The problems and drawbacks of the prior art, as discussed above, are substantially overcome, and the above-mentioned need is substantially satisfied by the present invention, which is a method for extracting inductances of the interconnection of an integrated circuit which provides a positive semi-definite inductance matrix. The method comprises the steps of first determining the power distribution lines and the ground distribution lines of the integrated circuit. The method further comprises fracturing the signal lines into horizontal and vertical segments, and deriving from the power distribution lines and the ground distribution lines a plurality of disjointed interaction regions, each having a respective section of one or more signal lines, respective sections of two or more of the power distribution lines or the ground distribution lines. The respective sections of the power distribution lines and ground distribution lines in each interaction region are also fractured into vertical and horizontal segments. In each interaction region there is then determined a plurality of coupled loop inductances each defined by a current loop passing through a respective one of the signal line segments in the interaction region and returning through a respective one of the power distribution line segments or a respective one of the ground distribution line segments in the interaction region, the respective one of the power distribution line segments or the respective one of the ground distribution line segments being parallel and adjacent to the respective one of the signal line segments. In addition, the method includes eliminating in each interaction region current loops that do not pass a net current through a signal line segment, and combining in each interaction region the coupled loop inductances into a reduced set of equivalent inductances that model the inductance of each signal line section in the interaction region.

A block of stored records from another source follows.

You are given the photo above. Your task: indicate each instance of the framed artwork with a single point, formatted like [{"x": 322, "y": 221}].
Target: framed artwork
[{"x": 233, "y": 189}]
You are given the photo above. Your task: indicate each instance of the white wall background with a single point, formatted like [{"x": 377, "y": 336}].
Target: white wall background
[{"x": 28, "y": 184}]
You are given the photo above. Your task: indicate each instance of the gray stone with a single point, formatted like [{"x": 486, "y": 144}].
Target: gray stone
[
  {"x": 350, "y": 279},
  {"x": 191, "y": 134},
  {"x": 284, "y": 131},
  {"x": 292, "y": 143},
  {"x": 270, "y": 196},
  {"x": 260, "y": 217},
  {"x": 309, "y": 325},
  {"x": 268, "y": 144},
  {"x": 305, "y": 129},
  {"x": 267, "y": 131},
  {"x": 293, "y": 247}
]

Thus the inductance matrix of the circuit chip is rendered sparse in two important ways: (1) the inductances of the power distribution lines and the ground distribution lines are extracted independently of the signal lines, and therefore, there is no mutual coupling between power and ground distribution lines, and signal lines; and (2) mutual inductances between signal lines are further restricted by set of simple geometry-based decomposition rules, which are referred to as halo rules, for defining the plurality of disjointed interaction regions.